Cristina Clemente and Marc Angelet, authors and directors of the comedy Una teràpia integral, discovered that therapy is done by making bread and they took a course, “to get comedy out of the house”, she explains.

Thus, on the stage of La Villarroel, the public will find a bread workshop, with all the necessary elements so that, during the performance, the guru and his three select students, Àngels Gonyalons, Roger Coma and Andrea Ros, submit to flour therapy.

We wanted to make a comedy to talk about self-help and the new spiritualities –explains Angelet–, such as beliefs, faith, the lies we tell ourselves. The play moves between drama and comedy.

The director of La Villarroel, Tania Brenlle, adds: "It is an intelligent comedy with a lot of bad drool, which invites you to let go and laugh at yourself".

"The response from the public is that, towards the end, they are willing to go into therapy," he points out to Gonyalons. It is not a pretentious work, but it is not superficial”.
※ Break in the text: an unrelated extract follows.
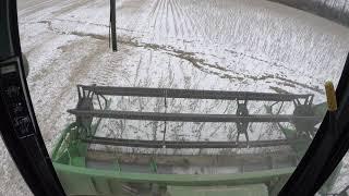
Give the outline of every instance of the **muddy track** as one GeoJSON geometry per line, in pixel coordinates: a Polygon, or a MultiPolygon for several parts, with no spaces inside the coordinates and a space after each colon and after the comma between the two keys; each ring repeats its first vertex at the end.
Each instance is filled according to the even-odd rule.
{"type": "MultiPolygon", "coordinates": [[[[47,24],[48,28],[50,30],[52,30],[52,32],[55,32],[57,34],[60,34],[60,35],[75,35],[75,36],[80,36],[80,37],[91,37],[91,38],[99,39],[99,40],[108,40],[109,39],[107,36],[98,35],[98,34],[86,34],[86,33],[82,33],[82,32],[63,32],[63,30],[60,30],[60,29],[55,29],[52,27],[50,21],[40,21],[39,23],[47,24]]],[[[221,78],[238,79],[238,81],[244,81],[246,78],[253,79],[253,81],[264,81],[264,79],[269,79],[269,78],[276,78],[276,79],[285,82],[285,84],[287,86],[296,85],[296,86],[300,86],[300,87],[303,87],[303,88],[311,89],[311,90],[320,93],[320,94],[324,94],[323,89],[321,87],[318,87],[318,86],[311,86],[311,85],[308,85],[308,84],[304,84],[304,83],[299,83],[299,82],[296,82],[296,81],[291,81],[291,79],[281,77],[280,75],[264,74],[262,76],[254,76],[254,75],[249,75],[249,74],[243,74],[243,73],[236,73],[232,70],[226,69],[226,68],[224,68],[224,66],[221,66],[221,65],[219,65],[217,63],[216,64],[208,63],[208,62],[206,62],[206,60],[197,57],[197,54],[194,53],[194,52],[183,51],[181,49],[176,49],[174,47],[171,47],[171,46],[164,46],[164,45],[157,45],[157,44],[147,44],[147,42],[139,42],[134,38],[132,39],[132,38],[120,37],[120,36],[118,37],[118,41],[120,44],[123,44],[123,45],[127,45],[127,46],[141,47],[141,48],[144,48],[144,49],[152,49],[152,50],[156,50],[156,51],[161,51],[161,52],[165,52],[165,53],[167,53],[169,56],[180,58],[182,60],[185,60],[185,61],[190,62],[193,66],[200,69],[201,71],[209,73],[209,74],[218,75],[221,78]]],[[[229,51],[230,53],[233,53],[236,56],[244,56],[244,57],[246,57],[249,59],[253,59],[255,61],[264,62],[264,63],[270,64],[273,66],[276,65],[276,66],[285,68],[284,65],[277,65],[275,63],[270,63],[270,62],[268,62],[266,60],[263,60],[261,58],[257,58],[257,57],[244,54],[244,53],[237,52],[237,51],[233,51],[233,50],[227,50],[227,51],[229,51]]]]}

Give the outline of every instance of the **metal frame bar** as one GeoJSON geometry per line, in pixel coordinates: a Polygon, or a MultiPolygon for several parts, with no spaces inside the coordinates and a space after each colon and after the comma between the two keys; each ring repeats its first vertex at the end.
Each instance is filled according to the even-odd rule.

Coma, who confesses that she makes bread at home, “is the most spiritual thing I can do”, describes the comedy as “a fine line between the pathetic and the ironic, and the everyday and the important. I feel like playing the clown and, at the same time, putting all the meat of the truth that I can”. In the bread guru's workshop, "some come to do therapy and bread is the excuse, and others are deceived into thinking that they will only make bread."

Ros details: “We have worked on the fly, with a text that evolves. Because of my physique, they always make me look pretty and here I play the clown. The play is about what we believe in and, if we don't believe in anything, what vertigo!”

His previous success, Lapònia, "was more about magic and this one touches more on faith," specifies Angelet, who details that it is now being performed in Argentina, and will go to Madrid, Croatia and Greece. The new proposal, Una teràpia integral, arrives at La Villarroel (until June 26), after some thirty performances on tour, produced by Velvet Events.

"A lot of the public feels identified and asks what we do to seek happiness as much as we can," concludes Gonyalons.